Les années passent et les O’Neil, vieillissant, songent maintenant à quitter leur résidence de la rue St. Francis. Huguette et Louis cassent maison et déménagent définitivement dans un appartement de Sherbrooke en 2013. Après cinquante années à habiter la même résidence, c’est un deuil, mais ils quittent tout de même le cœur léger. Louis-Couillard O’Neil s’éteint six ans plus tard, soit le 10 mai 2019, à l’âge de 89 ans.
Le fonds, résultat de trois versements effectués par la donatrice, est constitué de nombreux documents iconographiques qui, pour la plupart, documentent les lancements de livres, événements littéraires ou remises de prix auxquels Huguette O’Neil a participé au cours de sa carrière. Les documents textuels, quant à eux, sont composés de nombreux textes originaux qui ont été publiés dans les quotidiens et périodiques auxquels la donatrice a contribué ou qui ont été diffusés sur les ondes de CHTL-TV. Quelques manuscrits d’ouvrages publiés, de même que les plans de travail de ceux-ci, sont présents dans le fonds. Les documents textuels comprennent également de la correspondance reçue par la donatrice de même que le brouillon d’une autobiographie non publiée. L’ensemble des ouvrages écrits par Huguette O’Neil est présent dans le fonds. Deux documents sonores complètent l’ensemble des versements.

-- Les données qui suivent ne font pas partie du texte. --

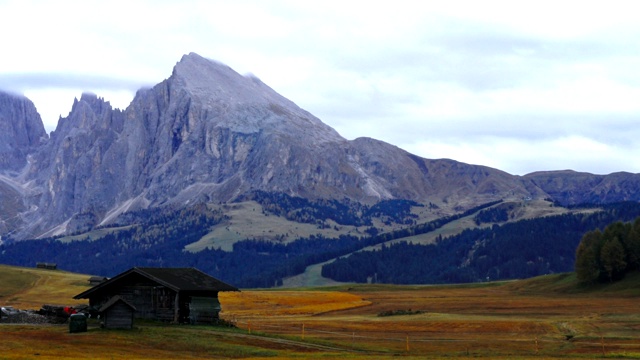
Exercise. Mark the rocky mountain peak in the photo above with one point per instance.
(21, 130)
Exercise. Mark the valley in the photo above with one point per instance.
(547, 317)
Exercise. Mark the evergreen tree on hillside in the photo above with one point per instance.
(608, 256)
(612, 258)
(587, 265)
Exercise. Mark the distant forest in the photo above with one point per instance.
(158, 238)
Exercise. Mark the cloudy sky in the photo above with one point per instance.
(518, 86)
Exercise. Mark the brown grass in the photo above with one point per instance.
(36, 287)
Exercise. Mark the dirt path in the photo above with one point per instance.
(50, 287)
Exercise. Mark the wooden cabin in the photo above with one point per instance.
(95, 280)
(180, 295)
(117, 313)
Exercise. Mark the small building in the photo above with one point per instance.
(48, 266)
(180, 295)
(117, 313)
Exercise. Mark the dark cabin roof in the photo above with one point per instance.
(113, 301)
(177, 279)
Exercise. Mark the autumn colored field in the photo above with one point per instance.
(546, 317)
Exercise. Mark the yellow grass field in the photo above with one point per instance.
(523, 320)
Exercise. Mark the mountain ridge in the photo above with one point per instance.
(209, 134)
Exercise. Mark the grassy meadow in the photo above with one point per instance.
(542, 318)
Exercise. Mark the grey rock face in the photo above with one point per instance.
(21, 131)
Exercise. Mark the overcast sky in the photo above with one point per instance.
(514, 85)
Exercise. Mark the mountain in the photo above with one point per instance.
(209, 134)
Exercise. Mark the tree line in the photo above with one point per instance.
(515, 250)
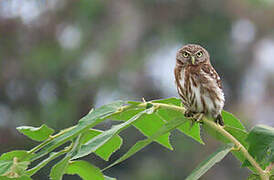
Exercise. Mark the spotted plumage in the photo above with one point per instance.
(198, 84)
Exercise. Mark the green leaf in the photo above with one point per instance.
(172, 101)
(14, 163)
(254, 177)
(231, 120)
(5, 166)
(85, 170)
(147, 124)
(261, 145)
(104, 137)
(59, 169)
(19, 178)
(52, 156)
(108, 148)
(87, 122)
(36, 134)
(209, 162)
(150, 124)
(19, 154)
(109, 178)
(13, 169)
(192, 131)
(143, 143)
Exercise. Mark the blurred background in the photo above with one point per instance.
(60, 58)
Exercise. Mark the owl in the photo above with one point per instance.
(198, 84)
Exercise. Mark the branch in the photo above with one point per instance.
(263, 174)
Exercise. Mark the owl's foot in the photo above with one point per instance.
(219, 120)
(198, 117)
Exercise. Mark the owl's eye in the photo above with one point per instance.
(199, 54)
(185, 54)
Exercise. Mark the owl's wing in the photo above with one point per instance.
(208, 69)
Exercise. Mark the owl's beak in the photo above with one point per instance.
(192, 60)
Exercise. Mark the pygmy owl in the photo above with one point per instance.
(198, 84)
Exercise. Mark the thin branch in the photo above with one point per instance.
(263, 174)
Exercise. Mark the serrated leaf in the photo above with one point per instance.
(104, 137)
(20, 178)
(5, 166)
(59, 169)
(106, 150)
(254, 177)
(150, 124)
(210, 162)
(231, 120)
(147, 124)
(109, 178)
(171, 125)
(13, 169)
(173, 101)
(85, 170)
(13, 163)
(87, 122)
(52, 156)
(261, 145)
(192, 131)
(36, 134)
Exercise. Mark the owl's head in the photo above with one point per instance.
(192, 54)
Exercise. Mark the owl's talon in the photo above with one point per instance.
(199, 117)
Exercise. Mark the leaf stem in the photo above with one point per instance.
(263, 174)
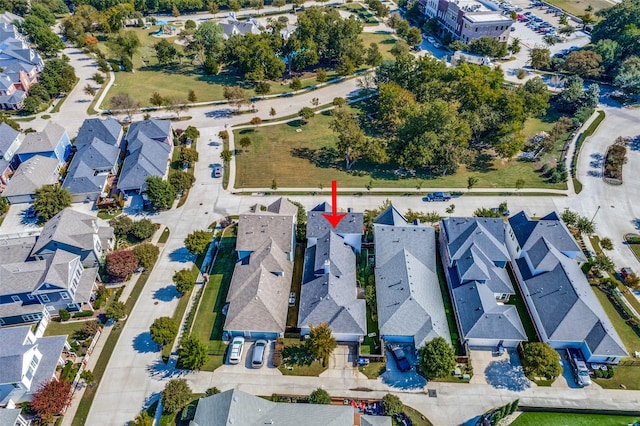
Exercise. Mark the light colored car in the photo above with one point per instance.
(259, 349)
(236, 350)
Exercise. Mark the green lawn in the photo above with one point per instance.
(566, 419)
(209, 319)
(307, 159)
(577, 7)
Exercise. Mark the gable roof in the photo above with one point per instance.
(108, 131)
(45, 141)
(240, 408)
(331, 297)
(33, 174)
(259, 291)
(69, 227)
(318, 225)
(558, 291)
(407, 288)
(275, 222)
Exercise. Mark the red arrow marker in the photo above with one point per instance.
(334, 218)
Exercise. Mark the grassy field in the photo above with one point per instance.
(562, 419)
(175, 81)
(577, 7)
(209, 319)
(306, 158)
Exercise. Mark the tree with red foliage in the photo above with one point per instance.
(121, 264)
(51, 399)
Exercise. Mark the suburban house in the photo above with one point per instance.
(9, 143)
(97, 154)
(350, 227)
(77, 233)
(257, 302)
(149, 150)
(240, 408)
(329, 292)
(564, 308)
(12, 417)
(52, 142)
(20, 64)
(467, 20)
(410, 305)
(28, 360)
(35, 289)
(475, 257)
(31, 175)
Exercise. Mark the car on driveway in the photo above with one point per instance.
(236, 350)
(398, 355)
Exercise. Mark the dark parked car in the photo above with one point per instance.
(398, 355)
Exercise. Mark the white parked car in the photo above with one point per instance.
(236, 350)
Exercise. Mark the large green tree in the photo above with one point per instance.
(436, 358)
(51, 200)
(320, 343)
(541, 360)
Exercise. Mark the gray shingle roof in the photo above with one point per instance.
(69, 227)
(331, 297)
(408, 293)
(318, 225)
(45, 141)
(267, 222)
(33, 174)
(558, 290)
(108, 131)
(240, 408)
(7, 136)
(259, 291)
(475, 246)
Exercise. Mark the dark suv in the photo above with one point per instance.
(398, 355)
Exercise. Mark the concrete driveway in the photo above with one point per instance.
(500, 371)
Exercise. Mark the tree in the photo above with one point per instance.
(89, 90)
(147, 254)
(585, 226)
(197, 242)
(245, 142)
(319, 396)
(392, 405)
(126, 103)
(193, 353)
(320, 343)
(436, 358)
(180, 180)
(121, 264)
(121, 225)
(541, 360)
(116, 310)
(306, 114)
(50, 200)
(471, 182)
(184, 280)
(50, 399)
(163, 330)
(540, 58)
(585, 63)
(143, 229)
(175, 395)
(160, 193)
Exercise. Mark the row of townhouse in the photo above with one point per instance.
(56, 270)
(468, 20)
(35, 160)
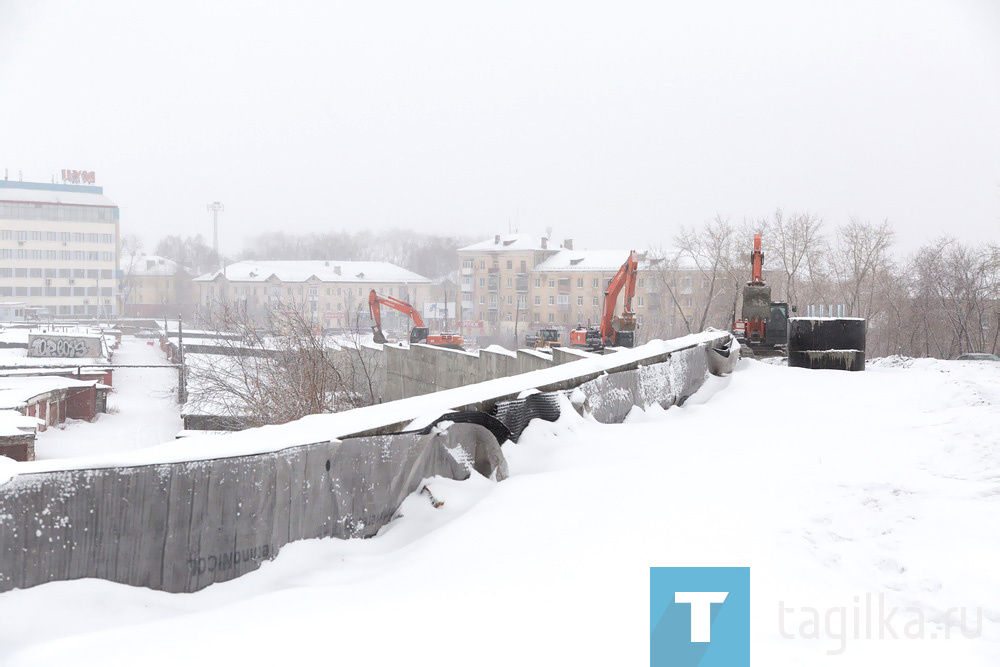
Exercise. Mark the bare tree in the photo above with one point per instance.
(792, 243)
(281, 371)
(129, 248)
(712, 251)
(861, 253)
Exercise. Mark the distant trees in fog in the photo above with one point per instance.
(429, 255)
(941, 301)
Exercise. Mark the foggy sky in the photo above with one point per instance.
(609, 122)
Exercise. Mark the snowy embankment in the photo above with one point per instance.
(830, 485)
(142, 412)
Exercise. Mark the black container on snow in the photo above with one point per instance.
(836, 343)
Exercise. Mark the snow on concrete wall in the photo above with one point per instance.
(180, 527)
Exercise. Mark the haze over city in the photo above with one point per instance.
(612, 124)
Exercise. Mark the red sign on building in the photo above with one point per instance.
(77, 176)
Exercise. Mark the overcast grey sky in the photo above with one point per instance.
(610, 122)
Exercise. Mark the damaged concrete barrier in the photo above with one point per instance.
(836, 343)
(179, 527)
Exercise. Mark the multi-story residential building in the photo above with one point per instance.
(494, 278)
(333, 293)
(59, 248)
(517, 278)
(567, 289)
(155, 286)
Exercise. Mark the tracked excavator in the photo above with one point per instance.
(419, 333)
(764, 325)
(613, 331)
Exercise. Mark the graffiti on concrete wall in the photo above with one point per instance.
(63, 346)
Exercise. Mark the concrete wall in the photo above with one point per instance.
(424, 369)
(180, 527)
(64, 346)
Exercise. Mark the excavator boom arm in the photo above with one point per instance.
(756, 262)
(624, 279)
(376, 300)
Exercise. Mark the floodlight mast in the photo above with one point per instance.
(215, 207)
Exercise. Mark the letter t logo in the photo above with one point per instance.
(701, 612)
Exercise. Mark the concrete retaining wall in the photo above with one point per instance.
(180, 527)
(423, 369)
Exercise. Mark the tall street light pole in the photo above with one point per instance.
(215, 207)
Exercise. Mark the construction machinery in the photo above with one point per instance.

L’importance du fonds est indéniable. Principalement axé sur la vie professionnelle d’Huguette O’Neil, femme de tête, femme de cœur et femme de son époque, il offre un instantané d’une époque qui voit le Québec changer à vitesse grand V. Dans la fleur de l’âge durant Révolution tranquille, c’est activement qu’elle y participe. Féministe et militante, elle a nécessairement contribué, par ses nombreux textes, à conscientiser les Québécoises et Québécois de la place qui revient aux femmes. Ayant peu d’instruction académique, elle est néanmoins très cultivée et cela transparaît à travers la riche carrière qu’elle a menée et la vie qu’elle a vécu. Le Mhist est donc, pour toutes ses raisons et plus encore, très fier de compter parmi ses fonds et collections, celui de Mme Huguette O’Neil.